On paper it appeared to be a winning team for President Obama and his new plan to fix Afghanistan: a celebrated general, a master of counterinsurgency strategy overseeing the wars in Iraq and Afghanistan as head of CENTCOM, with his his protege running the war in Afghanistan.
The two, Gen. David Petraeus and Gen. Stanley McChrystal, had enjoyed success because of their military minds. Ask around the Pentagon and the phrase most often used in connection with both is "brilliant."
While coming from different paths, both generals have a good deal of similarities. After the now-infamous Rolling Stone article, however, it is clear that Petraeus alone has the savvy to survive in Washington.
An academic with political deftness, Petraeus approaches combat with a mix of military and diplomacy, the essence of counterinsurgency.
Petraeus made his first big mark with a successful air assault in northern Iraq in 2003 and kept the region U.S.-friendly while the rest of the country spiraled into chaos. He then used the counterinsurgency strategy to help bolster the U.S. war effort in Iraq for President George W. Bush.
His reward: running Central Command, which oversees both wars, as well as being responsible for other tricky spots like Yemen and Iran.
A year ago, McChrystal was appointed the head of Afghanistan operations, highly recommended by both the chairman of the Joint Chiefs of Staff, Adm. Mike Mullen, and Defense Secretary Robert Gates.
The nail-chewing Special Operations officer made a name for himself in Iraq by hunting down and killing the country's most-wanted terrorist, al Qaeda leader Abu Musab al Zarqawi. He also was familiar with Afghanistan after leading Special Operations Forces there.
U.S. military officials who know him tell CNN he is a minimalist who prefers to stay in the field with his men and has a dislike for "flash and flair," according to one Army official familiar with McChrystal's work, but who would not speak on the record.

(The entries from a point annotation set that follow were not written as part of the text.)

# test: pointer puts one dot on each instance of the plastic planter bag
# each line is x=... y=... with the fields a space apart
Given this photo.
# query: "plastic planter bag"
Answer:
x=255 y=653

McChrystal expected similar from his troops, stripping his headquarters of the in-house cafe and ordering the closure of fast food restaurants on the biggest base, Bagram.

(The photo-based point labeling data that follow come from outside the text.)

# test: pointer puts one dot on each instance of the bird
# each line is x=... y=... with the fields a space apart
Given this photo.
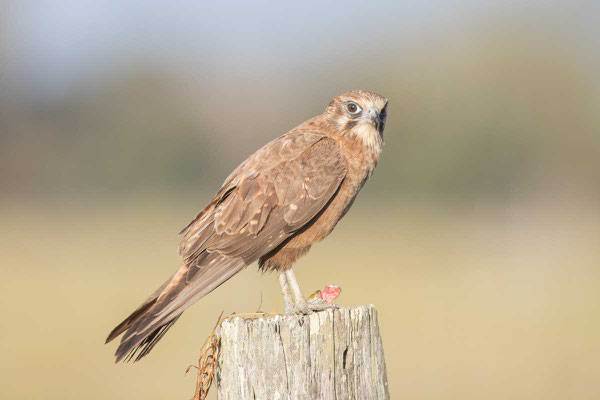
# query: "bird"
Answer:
x=271 y=209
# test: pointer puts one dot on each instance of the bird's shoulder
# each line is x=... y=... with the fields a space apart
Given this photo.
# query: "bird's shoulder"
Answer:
x=281 y=185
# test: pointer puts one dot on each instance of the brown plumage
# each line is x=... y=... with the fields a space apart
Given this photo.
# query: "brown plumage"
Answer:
x=286 y=196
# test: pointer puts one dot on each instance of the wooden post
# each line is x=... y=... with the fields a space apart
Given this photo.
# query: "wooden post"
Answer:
x=333 y=354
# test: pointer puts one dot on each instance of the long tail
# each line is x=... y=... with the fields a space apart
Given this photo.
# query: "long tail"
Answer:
x=150 y=321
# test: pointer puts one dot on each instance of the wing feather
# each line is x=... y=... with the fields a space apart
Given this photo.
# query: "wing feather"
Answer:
x=270 y=196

Petraeus, according to an Army official close to the general who was not authorized to speak on the record, likes a bit more comfort and does not mind some "flash."
Troops that have worked with both generals say the one thing they have in common is they are loved by the lower-ranking troops because they both make constant, direct contact with them in the field.
McChrystal was known to visit troops on the front line and literally eat, drink, and sleep in the same areas with them, according to officials. Petraeus is known to also go into the field, commending good work and encouraging troops to contact him directly to discuss it, according to Col. Steven Boylan, Petraeus's spokesman for three years.
The leadership style of the generals has been similar as well, according to Michael O'Hanlon, a Brookings Institution military analyst who has advised McChrystal and knows Petraeus well.
"I think that both are extreme workaholics, very energetic. Both of them are good communicators," according to O'Hanlon. "Both are extraordinarily respected. Petraeus is, of course, known now to be a historic figure, not only in terms of his accomplishments but as a public profile, and McChrystal has been a quieter figure through the years," he said.
Generals are also as good as the people they have surrounding them and sources seem to agree that both men have surrounded themselves with extraordinary staff.
"He had and has a diverse staff," Boylan said of Petraeus. "He likes to bring in people for their abilities, not necessarily their backgrounds," he said. But Petraeus has a Ph.D. and does keep a staff with other Ph.D.s.
"He likes getting everyone out of their comfort zones, because he believes that is the best way to get good ideas and more diverse thoughts and potential solutions to problems," according to Boylan.
McChrystal surrounded himself with a staff of similar backgrounds as his own from Special Forces, according to military officials.
"There are different, specific individuals, but they are not totally different types," according to O'Hanlon. "They're all cerebral, hardworking. Frankly, they're quite loyal, quite respectful, despite this magazine portrayal," he said.
However, one military official who would not speak on the record thinks McChrystal's undoing may have been that his staff was from a similar Special Operations background. Special Operations Forces as tradecraft stay out of the limelight and the media to keep their anonymity.
"Gen. McChrystal and the special operations community have not been offered the opportunities to learn the art of dealing with the media. They tend to avoid media engagements at all levels," the official said.
"His staff either did not understand the differences, didn't care about the differences, or were so frustrated (with the administration) that they were blinded by the differences," the official said when referring to the rule of working with reporters.
Despite how the article's tale of the staff played out, O'Hanlon said it is a "reflection of bad judgment on the staff."
But, he says, "I've seen him (McChrystal) in action and been around him in private settings and he doesn't act like this typically, nor does his staff."